Villarreal: We operationally open SDOH using measurable variables such as education level, like body mass index and other available clinical and demographic proxies. So while these are not like perfect representations of complex social factors, they provide a starting point for integration into computational models.
So in terms of contribution, SDOH variables did not act independently, so they interact with microbiome and genomic features. So in several analyses, they help to explain, like, variability in microbial composition, suggesting that social context plays a meaningful role alongside biology.
Pharmacy Times: Early-onset colorectal cancer is a growing concern — did your AI model identify distinct microbial signatures or genomic patterns that differentiate it mechanistically or clinically from late-onset disease?
Villarreal: So one of the key finding was that early onset Colorectal cancer is associated with a less diverse microbe along with distinct composition and compositional changes, such as an enrichment of taxolibacter prevotella. So more importantly, these microbial patterns aligned with the specific genomic alterations, including mutations in key colorectal cancer genes like APC, DP 53 and KRAS. So these suggest that early-onset disease is not just a younger version of late-onset cancer but may represent a biologically distinct entity with different underlying mechanisms.
Pharmacy Times: Gut microbiome data is highly variable across collection methods, sequencing platforms, and cohorts—how did you handle batch effects and ensure the reproducibility and generalizability of your findings?
Villarreal: This is a critical issue in microbiome research. We address it by focusing on relative abundance patterns across cohort consistency, rather than relying on a single cohort’s signals. So additionally, integrating microbiome data with genomic and clinical features helps us to identify robust biological, consistent signals that persist across data sets. So the AI Framework also allows interactive validation, essentially testing whether. Observe patterns hold under different stratifications.
Pharmacy Times: What are the translational implications of this work — do you envision your AI-integrated framework being used as a screening or risk-stratification tool in clinical practice, and what validation steps would be needed before deployment?

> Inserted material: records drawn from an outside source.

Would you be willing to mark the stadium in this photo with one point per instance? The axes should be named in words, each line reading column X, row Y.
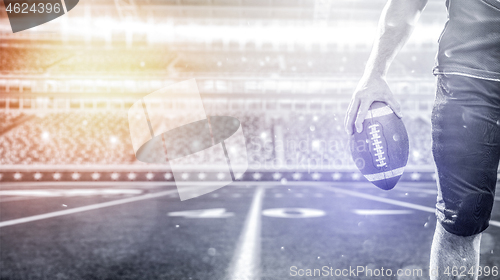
column 76, row 203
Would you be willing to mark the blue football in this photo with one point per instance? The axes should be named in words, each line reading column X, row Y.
column 381, row 150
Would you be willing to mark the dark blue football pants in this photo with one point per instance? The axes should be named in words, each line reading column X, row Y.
column 466, row 149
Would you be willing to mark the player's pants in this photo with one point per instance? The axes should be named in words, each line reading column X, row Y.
column 466, row 149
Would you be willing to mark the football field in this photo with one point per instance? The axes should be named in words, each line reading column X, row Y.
column 247, row 230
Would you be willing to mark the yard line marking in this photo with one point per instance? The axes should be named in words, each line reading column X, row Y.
column 412, row 189
column 245, row 264
column 68, row 192
column 17, row 198
column 87, row 208
column 369, row 212
column 388, row 201
column 380, row 199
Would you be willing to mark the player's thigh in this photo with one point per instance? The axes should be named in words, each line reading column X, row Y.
column 466, row 149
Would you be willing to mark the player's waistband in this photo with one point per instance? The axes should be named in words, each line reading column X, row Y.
column 467, row 72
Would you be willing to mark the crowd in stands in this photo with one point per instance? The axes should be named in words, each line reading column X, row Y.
column 9, row 119
column 282, row 140
column 102, row 61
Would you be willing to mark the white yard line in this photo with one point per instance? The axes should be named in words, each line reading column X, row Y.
column 89, row 207
column 388, row 201
column 245, row 264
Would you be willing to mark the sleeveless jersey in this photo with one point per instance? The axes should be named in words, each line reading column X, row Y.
column 470, row 42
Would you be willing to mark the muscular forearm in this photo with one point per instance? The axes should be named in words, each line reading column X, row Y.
column 395, row 26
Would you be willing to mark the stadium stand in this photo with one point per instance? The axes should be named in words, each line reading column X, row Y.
column 83, row 138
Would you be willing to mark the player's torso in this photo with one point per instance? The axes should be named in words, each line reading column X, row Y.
column 470, row 42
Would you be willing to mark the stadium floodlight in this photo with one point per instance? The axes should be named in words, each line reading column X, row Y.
column 187, row 139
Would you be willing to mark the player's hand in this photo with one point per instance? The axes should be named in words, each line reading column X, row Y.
column 368, row 90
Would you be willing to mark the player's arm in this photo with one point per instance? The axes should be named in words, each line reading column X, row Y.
column 395, row 26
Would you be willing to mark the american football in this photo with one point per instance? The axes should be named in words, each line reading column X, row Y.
column 381, row 150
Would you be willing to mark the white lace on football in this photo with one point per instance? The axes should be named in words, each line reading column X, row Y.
column 385, row 175
column 374, row 132
column 378, row 112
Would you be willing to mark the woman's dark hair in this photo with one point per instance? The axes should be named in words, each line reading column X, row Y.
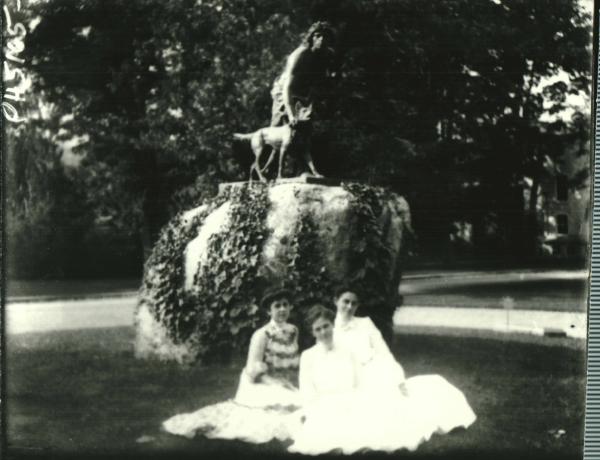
column 316, row 312
column 345, row 288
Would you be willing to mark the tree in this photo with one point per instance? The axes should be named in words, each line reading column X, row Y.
column 432, row 99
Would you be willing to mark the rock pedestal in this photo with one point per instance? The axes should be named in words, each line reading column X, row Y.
column 336, row 234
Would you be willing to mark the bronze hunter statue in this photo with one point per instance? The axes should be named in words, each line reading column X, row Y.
column 293, row 96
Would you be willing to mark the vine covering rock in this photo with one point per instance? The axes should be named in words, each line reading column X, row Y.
column 211, row 265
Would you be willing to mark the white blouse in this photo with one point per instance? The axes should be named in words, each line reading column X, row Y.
column 364, row 341
column 325, row 372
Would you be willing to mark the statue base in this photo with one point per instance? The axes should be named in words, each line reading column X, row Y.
column 304, row 179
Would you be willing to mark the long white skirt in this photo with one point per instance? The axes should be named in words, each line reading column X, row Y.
column 259, row 413
column 383, row 420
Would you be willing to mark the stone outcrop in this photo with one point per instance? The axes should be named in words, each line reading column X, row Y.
column 332, row 209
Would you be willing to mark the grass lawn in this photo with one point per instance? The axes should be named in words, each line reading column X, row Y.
column 69, row 288
column 532, row 294
column 83, row 393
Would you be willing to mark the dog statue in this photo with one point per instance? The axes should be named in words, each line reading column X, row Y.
column 281, row 139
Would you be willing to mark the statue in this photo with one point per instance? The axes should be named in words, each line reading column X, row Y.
column 293, row 96
column 305, row 68
column 280, row 138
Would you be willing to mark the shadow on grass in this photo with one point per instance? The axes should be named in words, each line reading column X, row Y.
column 75, row 393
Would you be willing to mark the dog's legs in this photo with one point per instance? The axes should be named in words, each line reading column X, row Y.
column 282, row 152
column 308, row 160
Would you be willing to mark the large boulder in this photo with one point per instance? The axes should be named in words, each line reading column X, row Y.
column 212, row 263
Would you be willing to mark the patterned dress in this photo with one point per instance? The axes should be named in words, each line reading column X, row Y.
column 261, row 410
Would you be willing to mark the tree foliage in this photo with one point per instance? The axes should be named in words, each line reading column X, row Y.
column 441, row 101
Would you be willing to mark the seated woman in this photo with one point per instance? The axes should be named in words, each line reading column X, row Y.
column 377, row 366
column 266, row 394
column 342, row 414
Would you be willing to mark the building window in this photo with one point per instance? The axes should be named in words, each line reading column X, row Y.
column 562, row 187
column 562, row 224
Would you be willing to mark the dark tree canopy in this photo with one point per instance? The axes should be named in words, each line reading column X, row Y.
column 430, row 98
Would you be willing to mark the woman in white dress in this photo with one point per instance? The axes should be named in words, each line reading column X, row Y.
column 266, row 394
column 345, row 411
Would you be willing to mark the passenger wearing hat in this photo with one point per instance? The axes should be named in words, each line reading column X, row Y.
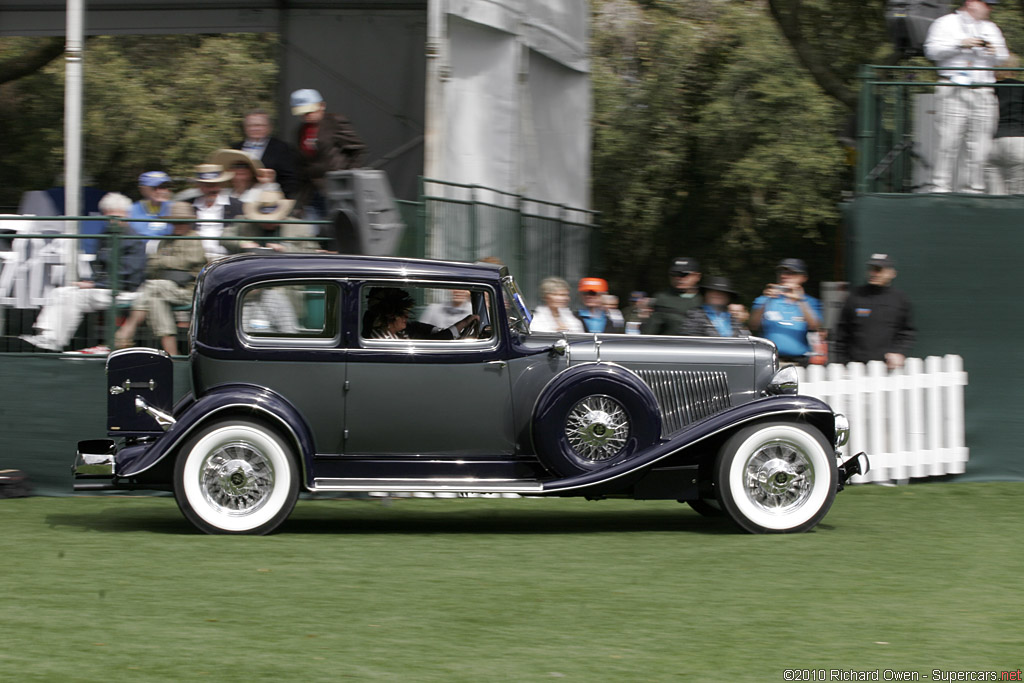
column 172, row 271
column 274, row 154
column 712, row 318
column 592, row 311
column 155, row 187
column 249, row 177
column 214, row 207
column 670, row 306
column 785, row 313
column 272, row 208
column 326, row 142
column 876, row 322
column 965, row 117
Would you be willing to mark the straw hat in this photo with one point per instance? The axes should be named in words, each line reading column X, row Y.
column 230, row 158
column 212, row 173
column 269, row 206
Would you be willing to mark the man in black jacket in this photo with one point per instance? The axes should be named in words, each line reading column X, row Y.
column 876, row 321
column 271, row 152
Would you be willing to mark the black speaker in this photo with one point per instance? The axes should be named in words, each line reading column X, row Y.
column 908, row 22
column 364, row 213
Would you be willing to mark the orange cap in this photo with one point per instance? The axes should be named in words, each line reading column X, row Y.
column 594, row 285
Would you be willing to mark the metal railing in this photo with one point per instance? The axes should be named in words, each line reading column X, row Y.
column 895, row 126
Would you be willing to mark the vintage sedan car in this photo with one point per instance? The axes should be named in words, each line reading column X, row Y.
column 295, row 387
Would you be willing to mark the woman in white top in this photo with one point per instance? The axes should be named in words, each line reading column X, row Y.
column 555, row 314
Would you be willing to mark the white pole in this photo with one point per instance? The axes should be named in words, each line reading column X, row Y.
column 73, row 127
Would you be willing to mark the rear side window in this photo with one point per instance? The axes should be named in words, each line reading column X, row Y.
column 290, row 311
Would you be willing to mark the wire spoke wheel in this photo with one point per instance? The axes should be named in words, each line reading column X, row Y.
column 237, row 477
column 597, row 428
column 776, row 477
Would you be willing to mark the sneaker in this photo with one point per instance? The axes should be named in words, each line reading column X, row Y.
column 39, row 341
column 92, row 350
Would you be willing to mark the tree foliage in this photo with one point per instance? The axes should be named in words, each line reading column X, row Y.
column 711, row 140
column 150, row 102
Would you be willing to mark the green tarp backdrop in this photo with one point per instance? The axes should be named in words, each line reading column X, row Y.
column 958, row 258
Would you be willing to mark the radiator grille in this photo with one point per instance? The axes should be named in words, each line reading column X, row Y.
column 686, row 396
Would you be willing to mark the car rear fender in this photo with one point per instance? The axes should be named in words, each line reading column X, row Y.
column 218, row 402
column 805, row 410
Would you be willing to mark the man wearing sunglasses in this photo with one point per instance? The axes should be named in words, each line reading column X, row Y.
column 670, row 306
column 785, row 313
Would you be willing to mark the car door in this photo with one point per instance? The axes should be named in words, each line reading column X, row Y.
column 429, row 396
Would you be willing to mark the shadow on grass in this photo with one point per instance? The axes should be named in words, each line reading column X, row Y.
column 364, row 517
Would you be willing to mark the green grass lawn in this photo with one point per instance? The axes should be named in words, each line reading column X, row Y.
column 916, row 578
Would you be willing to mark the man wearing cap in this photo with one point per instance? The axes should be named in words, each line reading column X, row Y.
column 213, row 207
column 155, row 186
column 713, row 317
column 592, row 312
column 326, row 142
column 670, row 306
column 965, row 117
column 271, row 207
column 784, row 313
column 876, row 322
column 272, row 153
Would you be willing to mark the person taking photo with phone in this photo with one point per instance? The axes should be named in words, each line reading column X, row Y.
column 785, row 313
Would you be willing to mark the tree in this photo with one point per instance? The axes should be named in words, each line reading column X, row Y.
column 710, row 140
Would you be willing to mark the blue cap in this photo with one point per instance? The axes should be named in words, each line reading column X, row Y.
column 305, row 100
column 154, row 179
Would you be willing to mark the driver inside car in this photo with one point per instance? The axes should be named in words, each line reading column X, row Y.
column 388, row 310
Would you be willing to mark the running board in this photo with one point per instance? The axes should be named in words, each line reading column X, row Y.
column 458, row 485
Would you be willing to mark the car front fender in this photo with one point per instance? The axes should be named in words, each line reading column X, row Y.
column 239, row 398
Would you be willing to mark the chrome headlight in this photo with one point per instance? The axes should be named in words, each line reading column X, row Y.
column 784, row 381
column 842, row 430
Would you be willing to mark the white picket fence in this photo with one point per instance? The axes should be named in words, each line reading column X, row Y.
column 909, row 422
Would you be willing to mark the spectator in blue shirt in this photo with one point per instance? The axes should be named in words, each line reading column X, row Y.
column 155, row 186
column 784, row 313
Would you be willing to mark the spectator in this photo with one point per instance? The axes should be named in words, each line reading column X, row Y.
column 671, row 305
column 784, row 313
column 445, row 314
column 272, row 208
column 1005, row 174
column 214, row 207
column 616, row 323
column 965, row 117
column 592, row 313
column 172, row 271
column 713, row 318
column 638, row 311
column 875, row 323
column 555, row 314
column 250, row 177
column 155, row 186
column 272, row 153
column 326, row 142
column 66, row 305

Villarreal: The long-term goal is to develop AI driven tools for early detection and risk stratification, or finders suggest that microbiome signatures, especially when combined with genomic and clinical data, could serve as noninvasive biomarkers for identifying individuals at high risk for early-onset colorectal cancer. So before clinical implementation, we need like larger prospective validation cohorts, like a standardization of microbiome data collection and analysis and development of predictive models tested in real-world clinical settings.
So ultimately, this approach moves us toward like precision prevention, where we can identify at-risk individuals earlier and intervene more effectively. I will say that by integrating microbiome science with highly autonomous artificial intelligence developed from the ground up by our team of physician scientists, genomic experts and computational specialists at the Velasquez VRL lab and real-world patient data here at City of Hope, we are beginning to uncover why Colorectal cancer is rising in younger populations while advancing our primary mission of developing early cancer detection tools to improve prevention and patient outcomes.